Results : The initial E. Coli inoculum contained 1.6 x 10^9 CFUs. Following vitrectomy > 99.9% of bacteria was removed from the vitreous cavity regardless of vitrectomy gauge size and time of vitrectomy. All combinations of gauge size and vitrectomy time demonstrated a statistically significant reduction in CFU’s other than a 1 minute 27-gauge PPV (p = 0.109) when compared to non-vitrectomized eyes (Figure 1)(Table 1). A one minute PPV was associated with a higher residual bacterial count as compared to a five minute PPV when pooling all gauges (p = 0.025). There was no statistical difference between 25 and 27-gauge (p = 0.268) and 23 and 25 gauge (p = 0.119). However, 23-gauge was more effective in clearing the vitreous cavity as compared to 27-gauge (p = 0.008). A post-vitrectomy injection of 0.1 mL of moxifloxacin was effective in preventing the growth of all recovered bacteria.
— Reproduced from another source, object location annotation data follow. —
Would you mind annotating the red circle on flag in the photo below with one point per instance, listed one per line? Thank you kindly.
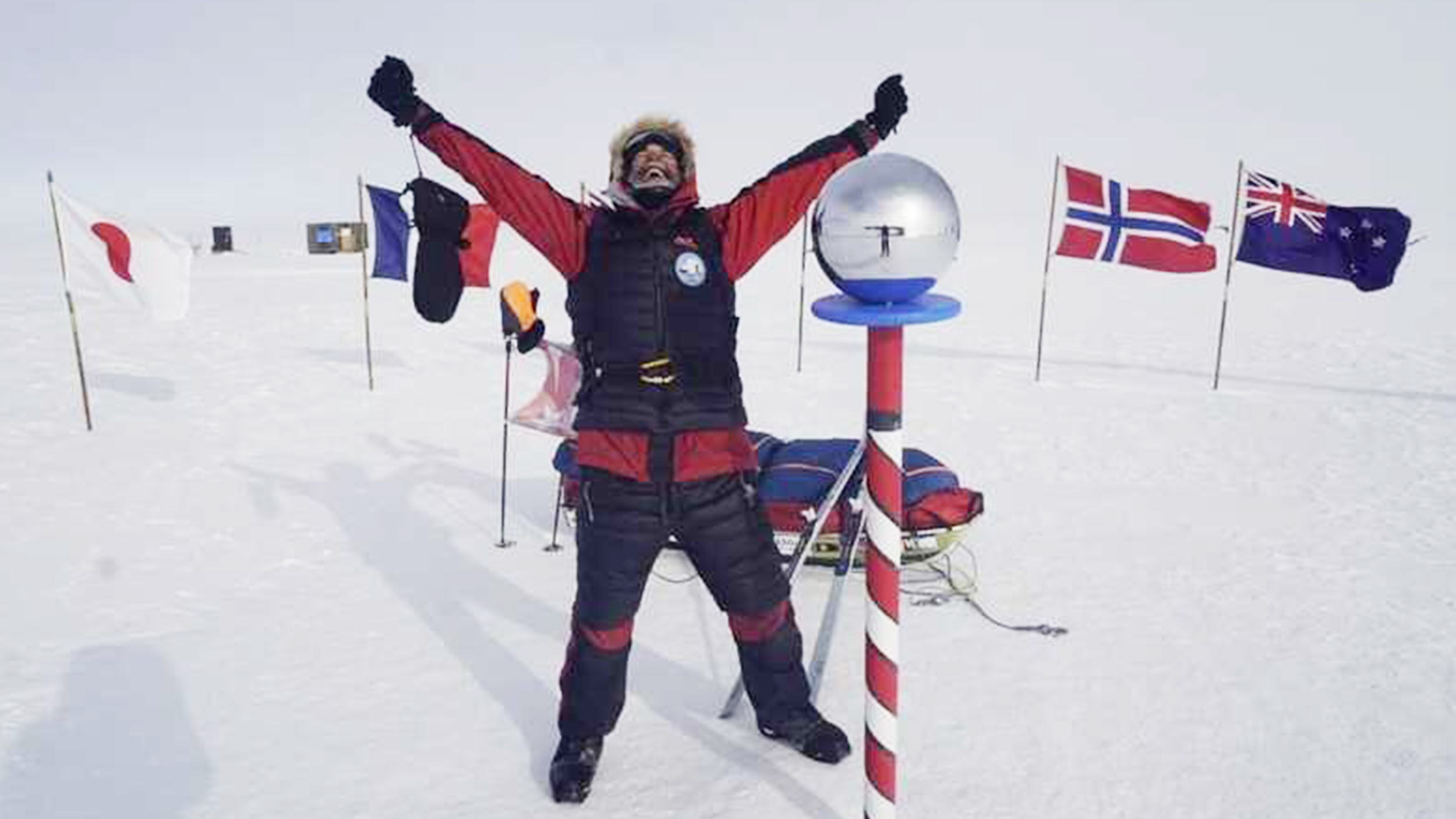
(118, 248)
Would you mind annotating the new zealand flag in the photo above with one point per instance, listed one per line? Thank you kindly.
(1136, 227)
(1286, 228)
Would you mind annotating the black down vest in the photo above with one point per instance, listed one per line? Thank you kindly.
(653, 320)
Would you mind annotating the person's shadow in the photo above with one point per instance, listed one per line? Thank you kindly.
(120, 745)
(444, 586)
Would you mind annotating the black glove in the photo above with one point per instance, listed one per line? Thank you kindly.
(890, 105)
(519, 315)
(392, 88)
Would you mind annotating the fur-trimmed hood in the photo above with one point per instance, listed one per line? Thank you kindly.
(654, 123)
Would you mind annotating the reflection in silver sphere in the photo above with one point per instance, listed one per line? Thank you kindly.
(886, 227)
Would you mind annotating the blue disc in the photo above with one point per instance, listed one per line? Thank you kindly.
(924, 309)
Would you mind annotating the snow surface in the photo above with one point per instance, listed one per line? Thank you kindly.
(260, 589)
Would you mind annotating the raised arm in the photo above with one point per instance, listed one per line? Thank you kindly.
(765, 212)
(549, 222)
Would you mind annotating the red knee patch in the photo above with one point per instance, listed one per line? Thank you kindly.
(756, 629)
(612, 639)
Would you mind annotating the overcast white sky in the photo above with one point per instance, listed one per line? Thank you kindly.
(196, 114)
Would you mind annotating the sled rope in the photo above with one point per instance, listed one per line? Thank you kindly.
(963, 588)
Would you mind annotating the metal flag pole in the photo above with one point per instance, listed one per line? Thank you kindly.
(369, 349)
(804, 256)
(1046, 262)
(1228, 273)
(506, 439)
(555, 524)
(849, 536)
(70, 303)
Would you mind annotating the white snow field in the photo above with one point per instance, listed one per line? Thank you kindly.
(260, 589)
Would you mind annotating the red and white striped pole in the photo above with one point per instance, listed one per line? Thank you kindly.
(906, 212)
(884, 478)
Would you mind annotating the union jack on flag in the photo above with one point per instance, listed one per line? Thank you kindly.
(1264, 194)
(1133, 227)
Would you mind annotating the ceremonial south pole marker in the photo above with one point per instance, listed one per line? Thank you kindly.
(884, 230)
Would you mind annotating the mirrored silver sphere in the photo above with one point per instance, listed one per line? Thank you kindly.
(886, 228)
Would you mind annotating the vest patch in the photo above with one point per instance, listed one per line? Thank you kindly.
(691, 269)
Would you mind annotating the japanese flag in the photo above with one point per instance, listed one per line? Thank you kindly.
(123, 259)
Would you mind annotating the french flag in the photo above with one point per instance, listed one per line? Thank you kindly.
(1135, 227)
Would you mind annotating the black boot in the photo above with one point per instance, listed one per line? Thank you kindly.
(810, 733)
(572, 768)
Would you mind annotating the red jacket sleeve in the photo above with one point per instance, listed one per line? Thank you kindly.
(765, 212)
(552, 224)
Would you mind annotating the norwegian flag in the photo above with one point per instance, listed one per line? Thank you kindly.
(1135, 227)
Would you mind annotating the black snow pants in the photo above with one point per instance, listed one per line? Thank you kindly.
(621, 528)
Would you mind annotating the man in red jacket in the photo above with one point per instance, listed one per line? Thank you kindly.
(662, 429)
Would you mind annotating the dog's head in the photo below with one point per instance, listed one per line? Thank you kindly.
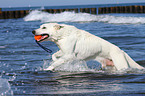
(49, 31)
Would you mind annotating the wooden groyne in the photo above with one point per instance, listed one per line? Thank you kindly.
(97, 10)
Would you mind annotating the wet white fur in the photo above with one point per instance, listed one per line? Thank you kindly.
(79, 44)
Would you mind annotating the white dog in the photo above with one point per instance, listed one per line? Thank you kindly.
(81, 45)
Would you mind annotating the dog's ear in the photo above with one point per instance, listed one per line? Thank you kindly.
(58, 27)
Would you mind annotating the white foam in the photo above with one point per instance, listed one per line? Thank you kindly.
(70, 66)
(36, 15)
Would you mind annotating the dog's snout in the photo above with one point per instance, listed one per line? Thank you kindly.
(33, 32)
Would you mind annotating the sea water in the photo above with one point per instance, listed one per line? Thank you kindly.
(22, 61)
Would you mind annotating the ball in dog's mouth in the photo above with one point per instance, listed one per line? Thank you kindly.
(42, 37)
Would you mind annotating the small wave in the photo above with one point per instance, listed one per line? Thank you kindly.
(83, 66)
(5, 89)
(42, 16)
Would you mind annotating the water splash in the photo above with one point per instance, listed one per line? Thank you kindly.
(42, 16)
(5, 88)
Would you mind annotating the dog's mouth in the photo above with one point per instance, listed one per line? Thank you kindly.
(40, 38)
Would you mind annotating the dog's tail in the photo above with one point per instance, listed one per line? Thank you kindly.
(132, 63)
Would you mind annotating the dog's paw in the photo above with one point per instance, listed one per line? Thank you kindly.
(50, 68)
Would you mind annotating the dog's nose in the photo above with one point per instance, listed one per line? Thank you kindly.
(33, 32)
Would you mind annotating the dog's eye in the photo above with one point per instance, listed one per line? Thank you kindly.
(44, 28)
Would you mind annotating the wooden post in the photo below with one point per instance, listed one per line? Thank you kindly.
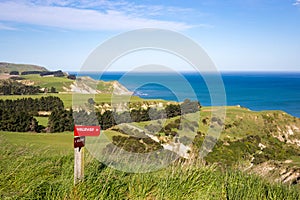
(78, 164)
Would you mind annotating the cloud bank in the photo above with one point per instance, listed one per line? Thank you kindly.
(87, 15)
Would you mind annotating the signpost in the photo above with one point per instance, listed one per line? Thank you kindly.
(79, 141)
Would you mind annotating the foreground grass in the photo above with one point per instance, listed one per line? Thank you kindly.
(40, 166)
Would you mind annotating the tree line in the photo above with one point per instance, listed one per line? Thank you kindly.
(18, 115)
(10, 87)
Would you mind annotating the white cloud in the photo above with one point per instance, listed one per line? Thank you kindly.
(297, 3)
(69, 14)
(6, 27)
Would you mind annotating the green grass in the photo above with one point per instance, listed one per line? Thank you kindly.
(42, 121)
(57, 82)
(40, 166)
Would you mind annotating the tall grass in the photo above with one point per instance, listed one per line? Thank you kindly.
(32, 171)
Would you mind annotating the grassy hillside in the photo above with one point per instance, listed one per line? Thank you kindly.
(41, 166)
(8, 67)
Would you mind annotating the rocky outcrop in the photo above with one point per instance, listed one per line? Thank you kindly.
(278, 171)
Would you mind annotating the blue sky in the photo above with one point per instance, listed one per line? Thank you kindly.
(239, 35)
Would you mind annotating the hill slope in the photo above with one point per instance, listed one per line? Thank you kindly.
(8, 67)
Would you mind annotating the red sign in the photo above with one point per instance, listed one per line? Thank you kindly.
(86, 130)
(79, 142)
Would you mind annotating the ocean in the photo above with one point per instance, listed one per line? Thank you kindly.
(256, 91)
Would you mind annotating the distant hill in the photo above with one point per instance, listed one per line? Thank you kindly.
(8, 67)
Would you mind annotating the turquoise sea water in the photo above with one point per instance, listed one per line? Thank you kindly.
(256, 91)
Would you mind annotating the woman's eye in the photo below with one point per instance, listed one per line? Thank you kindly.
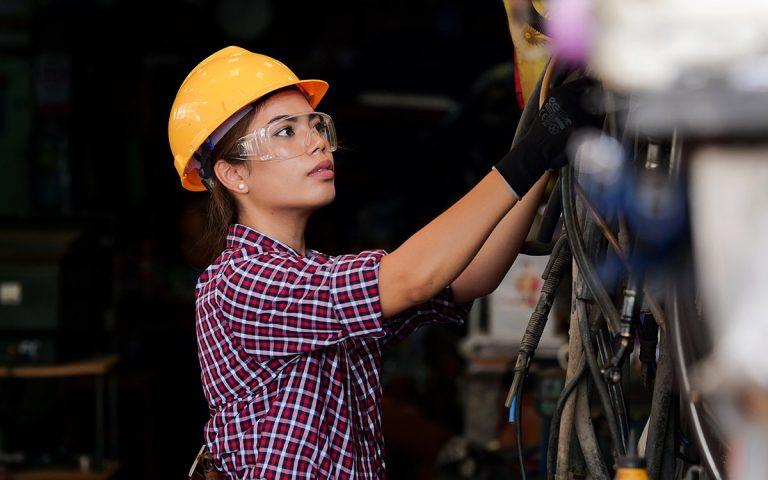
(285, 132)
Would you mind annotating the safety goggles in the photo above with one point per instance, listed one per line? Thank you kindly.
(286, 137)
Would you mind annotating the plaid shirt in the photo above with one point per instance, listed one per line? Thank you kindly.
(290, 350)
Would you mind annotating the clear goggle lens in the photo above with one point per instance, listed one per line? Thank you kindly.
(287, 137)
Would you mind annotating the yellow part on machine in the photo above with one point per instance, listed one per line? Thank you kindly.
(215, 90)
(631, 474)
(531, 46)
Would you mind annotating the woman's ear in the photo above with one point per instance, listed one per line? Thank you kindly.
(230, 176)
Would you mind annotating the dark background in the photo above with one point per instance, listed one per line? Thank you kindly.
(85, 93)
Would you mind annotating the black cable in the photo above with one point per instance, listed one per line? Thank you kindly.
(577, 250)
(555, 423)
(597, 377)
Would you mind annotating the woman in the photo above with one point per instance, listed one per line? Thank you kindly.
(290, 339)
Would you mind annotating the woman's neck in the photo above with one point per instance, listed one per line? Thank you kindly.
(285, 228)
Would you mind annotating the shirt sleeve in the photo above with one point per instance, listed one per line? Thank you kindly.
(279, 305)
(440, 309)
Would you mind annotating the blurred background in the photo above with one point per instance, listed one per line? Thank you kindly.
(99, 247)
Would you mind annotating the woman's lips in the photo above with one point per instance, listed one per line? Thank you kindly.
(322, 170)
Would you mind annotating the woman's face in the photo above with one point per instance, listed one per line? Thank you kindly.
(304, 182)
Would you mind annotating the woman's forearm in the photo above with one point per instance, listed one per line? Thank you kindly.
(435, 256)
(490, 265)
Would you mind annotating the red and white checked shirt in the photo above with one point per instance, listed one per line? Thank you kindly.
(290, 349)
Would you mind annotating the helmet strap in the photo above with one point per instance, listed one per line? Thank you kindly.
(205, 171)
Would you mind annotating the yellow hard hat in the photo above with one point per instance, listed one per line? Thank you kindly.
(218, 88)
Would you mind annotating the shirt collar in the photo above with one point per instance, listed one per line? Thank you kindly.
(242, 236)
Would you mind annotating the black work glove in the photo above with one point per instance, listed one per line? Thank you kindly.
(569, 107)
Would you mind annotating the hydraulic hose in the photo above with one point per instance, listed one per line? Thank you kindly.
(660, 406)
(586, 269)
(559, 262)
(597, 377)
(552, 438)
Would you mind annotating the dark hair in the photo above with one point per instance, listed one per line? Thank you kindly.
(223, 209)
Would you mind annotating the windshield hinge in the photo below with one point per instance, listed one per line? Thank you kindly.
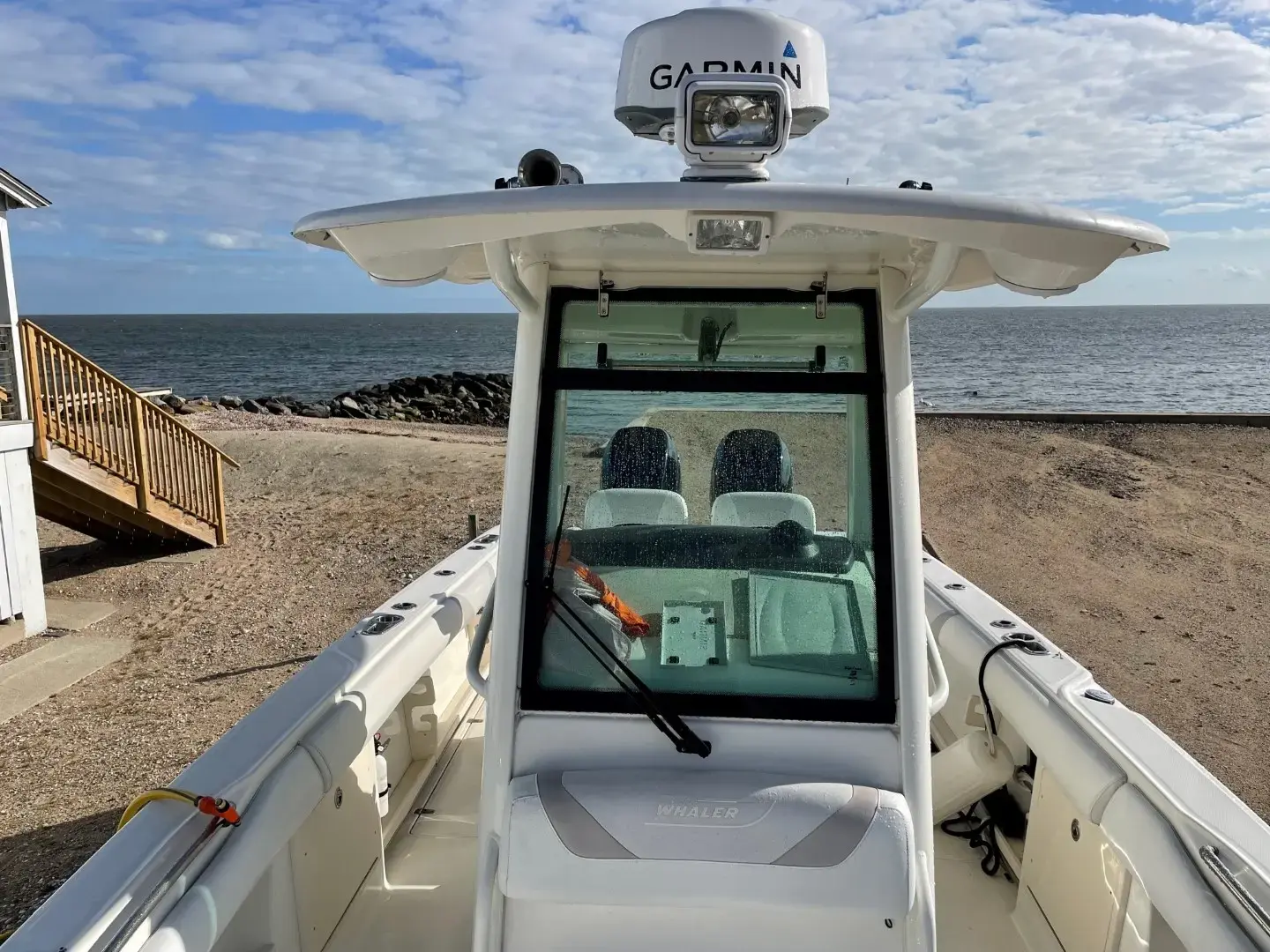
(822, 296)
(605, 287)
Conclusions : Vitrectomy surgery regardless of length and gauge size is effective in debulking the vitreous cavity of an infectious burden. Nevertheless, 27-gauge instrumentation appears to be the least efficient in reducing the bacterial burden following a pre-vitrectomy inoculation. Ultimately, 27-gauge instrumentation may carry a higher risk of post-vitrectomy endophthalmitis, albeit a small risk.

This is a 2020 ARVO Annual Meeting abstract.